Last night I had a vivid dream which has stayed with me. These are the details:
I am in my apartment and reading a telegram. I have been invited by a ritzy Hollywood producer to an exclusive party he is hosting at his desert home. I can bring a guest with me. I pick up my rotary phone and dial a young woman I have not seen in years. She is a former Latin American soap opera star who now makes her way as a “girlfriend” for elite billionaires. When I knew her I was not a Hollywood VIP, and so I was relegated at once into the “friend zone.” Nevertheless, I know how well she can master a room, and I want someone there who will partner with me in cozying up to the big wigs. They will be easy to identify: Older Jews with ill fitted toupees and noticeable facelifts who hover like dried up moths around the spiked fruit punch. Pretty much everyone else there will be a good looking wannabe actor or a swinger, and I am not interested. For me, this is all about the film finance deal, and I am desperate to close something that will pay me a commission.
I pick up the aging soap opera star (still young and pretty, but “aging” by the standards of the industry), and I am driving down a dirt road on the eastern outskirts of Southern California. Out here, there is mostly tumbleweed, abandoned western movie sets from way back when, and occasional mid-century homes still sporting TV antennas. What is most impressive is the setting desert sun. It is red, enormous, and casts the landscape in a crimson brown earth hue that calls to mind a desperado on his way to the Mexican border. The desert is getting one last encore from the sun before the curtain drops and gives way to a bone chilled night.
The last house is a mid-century behind a gilded gate. Like the others it sports a tall and gangly TV antenna. Unlike the others it sports several pink flamingos on the manicured, watered lawn just inside the gate.

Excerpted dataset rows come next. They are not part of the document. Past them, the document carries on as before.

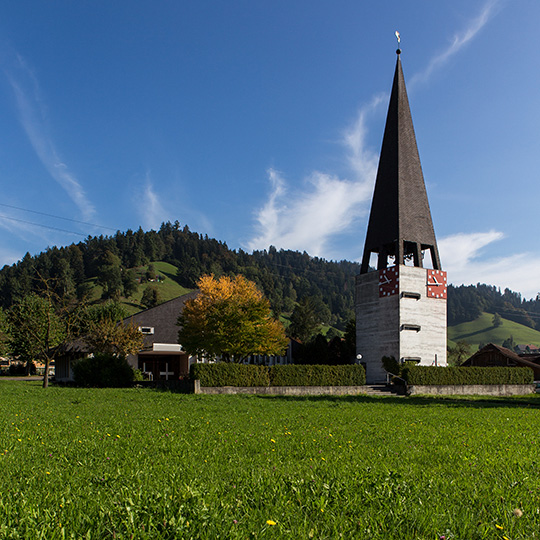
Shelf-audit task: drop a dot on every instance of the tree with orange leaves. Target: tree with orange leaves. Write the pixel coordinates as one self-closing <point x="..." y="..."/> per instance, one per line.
<point x="230" y="318"/>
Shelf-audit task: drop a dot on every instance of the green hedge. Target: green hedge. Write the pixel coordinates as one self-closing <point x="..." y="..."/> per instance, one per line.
<point x="430" y="375"/>
<point x="228" y="374"/>
<point x="103" y="371"/>
<point x="317" y="375"/>
<point x="225" y="374"/>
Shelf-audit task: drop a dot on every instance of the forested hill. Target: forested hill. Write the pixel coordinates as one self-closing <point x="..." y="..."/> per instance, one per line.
<point x="109" y="261"/>
<point x="284" y="276"/>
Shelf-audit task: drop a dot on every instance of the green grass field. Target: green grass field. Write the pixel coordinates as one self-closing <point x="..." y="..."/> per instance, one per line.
<point x="144" y="464"/>
<point x="481" y="330"/>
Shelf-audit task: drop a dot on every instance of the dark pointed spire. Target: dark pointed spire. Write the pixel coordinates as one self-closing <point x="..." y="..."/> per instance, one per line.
<point x="400" y="220"/>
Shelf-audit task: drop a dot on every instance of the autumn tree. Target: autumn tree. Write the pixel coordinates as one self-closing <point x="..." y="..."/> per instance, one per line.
<point x="4" y="333"/>
<point x="230" y="318"/>
<point x="41" y="323"/>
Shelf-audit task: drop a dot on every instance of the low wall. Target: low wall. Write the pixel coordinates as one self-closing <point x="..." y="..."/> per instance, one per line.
<point x="283" y="390"/>
<point x="472" y="390"/>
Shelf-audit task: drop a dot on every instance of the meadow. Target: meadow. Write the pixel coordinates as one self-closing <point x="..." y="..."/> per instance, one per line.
<point x="146" y="464"/>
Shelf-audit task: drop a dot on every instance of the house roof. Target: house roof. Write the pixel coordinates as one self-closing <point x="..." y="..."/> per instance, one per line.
<point x="162" y="319"/>
<point x="400" y="219"/>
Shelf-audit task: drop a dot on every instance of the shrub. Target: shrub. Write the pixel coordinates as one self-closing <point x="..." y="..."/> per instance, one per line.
<point x="431" y="375"/>
<point x="102" y="371"/>
<point x="317" y="375"/>
<point x="391" y="365"/>
<point x="229" y="374"/>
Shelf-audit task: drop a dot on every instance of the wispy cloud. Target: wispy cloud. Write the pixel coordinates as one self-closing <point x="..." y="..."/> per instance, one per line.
<point x="9" y="256"/>
<point x="458" y="41"/>
<point x="324" y="205"/>
<point x="463" y="259"/>
<point x="32" y="116"/>
<point x="151" y="211"/>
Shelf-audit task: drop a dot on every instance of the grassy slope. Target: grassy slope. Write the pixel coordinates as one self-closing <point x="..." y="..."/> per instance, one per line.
<point x="481" y="330"/>
<point x="168" y="288"/>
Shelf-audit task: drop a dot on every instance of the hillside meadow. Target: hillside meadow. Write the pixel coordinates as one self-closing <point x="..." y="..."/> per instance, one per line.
<point x="144" y="464"/>
<point x="481" y="331"/>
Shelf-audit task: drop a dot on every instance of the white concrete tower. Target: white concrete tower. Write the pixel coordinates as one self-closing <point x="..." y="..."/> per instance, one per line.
<point x="400" y="306"/>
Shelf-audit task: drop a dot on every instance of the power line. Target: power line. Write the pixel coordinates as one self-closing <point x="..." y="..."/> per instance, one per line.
<point x="53" y="216"/>
<point x="40" y="225"/>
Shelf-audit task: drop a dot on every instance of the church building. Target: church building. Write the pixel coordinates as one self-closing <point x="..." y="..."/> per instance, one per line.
<point x="401" y="303"/>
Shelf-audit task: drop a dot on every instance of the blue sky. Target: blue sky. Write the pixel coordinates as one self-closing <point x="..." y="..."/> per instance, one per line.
<point x="260" y="123"/>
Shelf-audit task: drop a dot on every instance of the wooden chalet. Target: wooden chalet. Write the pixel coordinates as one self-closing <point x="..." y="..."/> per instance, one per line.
<point x="161" y="357"/>
<point x="495" y="356"/>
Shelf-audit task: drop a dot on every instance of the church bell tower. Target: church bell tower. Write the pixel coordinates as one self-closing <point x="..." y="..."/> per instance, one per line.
<point x="400" y="305"/>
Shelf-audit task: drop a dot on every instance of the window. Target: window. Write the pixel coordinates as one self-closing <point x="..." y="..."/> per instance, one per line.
<point x="149" y="330"/>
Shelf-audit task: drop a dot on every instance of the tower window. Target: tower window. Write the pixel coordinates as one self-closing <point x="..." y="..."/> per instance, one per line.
<point x="416" y="296"/>
<point x="415" y="327"/>
<point x="148" y="330"/>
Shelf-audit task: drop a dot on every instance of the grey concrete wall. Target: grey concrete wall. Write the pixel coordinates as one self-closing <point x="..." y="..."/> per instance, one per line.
<point x="429" y="313"/>
<point x="473" y="390"/>
<point x="377" y="321"/>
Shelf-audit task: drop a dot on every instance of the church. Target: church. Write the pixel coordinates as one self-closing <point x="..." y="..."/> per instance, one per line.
<point x="401" y="288"/>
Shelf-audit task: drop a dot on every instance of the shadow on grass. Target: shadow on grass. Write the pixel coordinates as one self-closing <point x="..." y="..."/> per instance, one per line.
<point x="476" y="402"/>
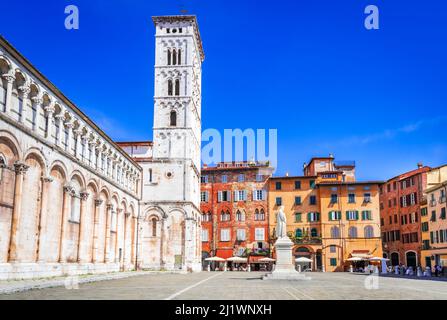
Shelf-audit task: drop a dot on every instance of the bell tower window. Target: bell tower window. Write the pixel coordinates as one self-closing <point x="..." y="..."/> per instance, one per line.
<point x="177" y="87"/>
<point x="169" y="87"/>
<point x="174" y="57"/>
<point x="173" y="118"/>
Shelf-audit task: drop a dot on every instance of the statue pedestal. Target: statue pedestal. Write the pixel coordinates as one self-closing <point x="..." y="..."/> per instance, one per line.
<point x="285" y="266"/>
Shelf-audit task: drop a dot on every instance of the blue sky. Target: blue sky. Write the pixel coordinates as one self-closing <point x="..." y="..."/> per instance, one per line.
<point x="307" y="68"/>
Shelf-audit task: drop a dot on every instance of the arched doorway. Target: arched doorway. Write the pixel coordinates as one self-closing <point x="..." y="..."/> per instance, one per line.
<point x="411" y="259"/>
<point x="205" y="255"/>
<point x="306" y="253"/>
<point x="394" y="259"/>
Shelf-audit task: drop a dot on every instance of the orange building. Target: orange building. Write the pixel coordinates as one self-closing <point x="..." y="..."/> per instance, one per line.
<point x="400" y="204"/>
<point x="330" y="216"/>
<point x="234" y="210"/>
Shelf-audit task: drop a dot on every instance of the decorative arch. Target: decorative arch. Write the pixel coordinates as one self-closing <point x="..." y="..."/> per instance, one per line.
<point x="92" y="183"/>
<point x="58" y="165"/>
<point x="7" y="63"/>
<point x="37" y="155"/>
<point x="76" y="174"/>
<point x="11" y="141"/>
<point x="183" y="211"/>
<point x="154" y="210"/>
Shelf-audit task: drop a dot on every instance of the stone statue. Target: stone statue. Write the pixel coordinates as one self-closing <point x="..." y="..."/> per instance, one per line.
<point x="281" y="223"/>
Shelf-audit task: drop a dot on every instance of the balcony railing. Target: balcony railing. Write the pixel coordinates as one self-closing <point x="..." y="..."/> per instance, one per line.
<point x="304" y="240"/>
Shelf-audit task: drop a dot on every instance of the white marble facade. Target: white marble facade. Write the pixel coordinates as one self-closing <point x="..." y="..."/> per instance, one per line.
<point x="72" y="201"/>
<point x="171" y="163"/>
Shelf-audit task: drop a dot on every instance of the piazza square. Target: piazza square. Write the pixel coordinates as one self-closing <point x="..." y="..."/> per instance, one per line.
<point x="88" y="216"/>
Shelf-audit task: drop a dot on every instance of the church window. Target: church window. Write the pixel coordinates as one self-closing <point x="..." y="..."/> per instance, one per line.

The pink flamingos look alive, but I can see that they are being held up with wooden sticks. There is a spotlight beside the walkway leading up to the front door. It is like those car dealership lights pointed up into the night sky. It moves from side to side like it is trying to get the attention of any flying saucers that may be up there in the stars.
I park my car, retrieve my date, and walk through the front door. It is implausibly still and quiet inside the 1950s decorated home. I see the spiked fruit punch bowl, but there are no older Jews hovering around there. Indeed, apart from my date and myself, there is no one inside. I step over to the fruit punch bowl and pour myself a cocktail. I look up at the framed Mamie Eisenhower portrait over the mantle. She is in her pink floral dress, as she always is, and is the queen of the pink and green decor everywhere beneath her gaze. As I walk around the living room, I think I spot a guest or two in my peripheral vision, but as soon as I turn to face them directly they are gone. I look back at where I had left my date a moment ago, and she is gone too.
I open the sliding door, and I step out onto the patio. There is an outdoor tiki bar beside the swimming pool. The sign in front of the bar reads: “Mele Kalikimaka.” It is unmanned as expected, and there is no one else outside. Like before, though, I sense that there are people just outside my peripheral vision. They are all caricatures from the 1950s, or so I imagine. No matter how fast I turn my head they are gone before I can see them.
I stay outside even after the sun is gone. It is dark and cold, but there is enough light from that spotlight out front that I can walk around the pool with my cocktail in hand. I continue to walk around the pool by myself waiting for someone to come into view. No one ever does.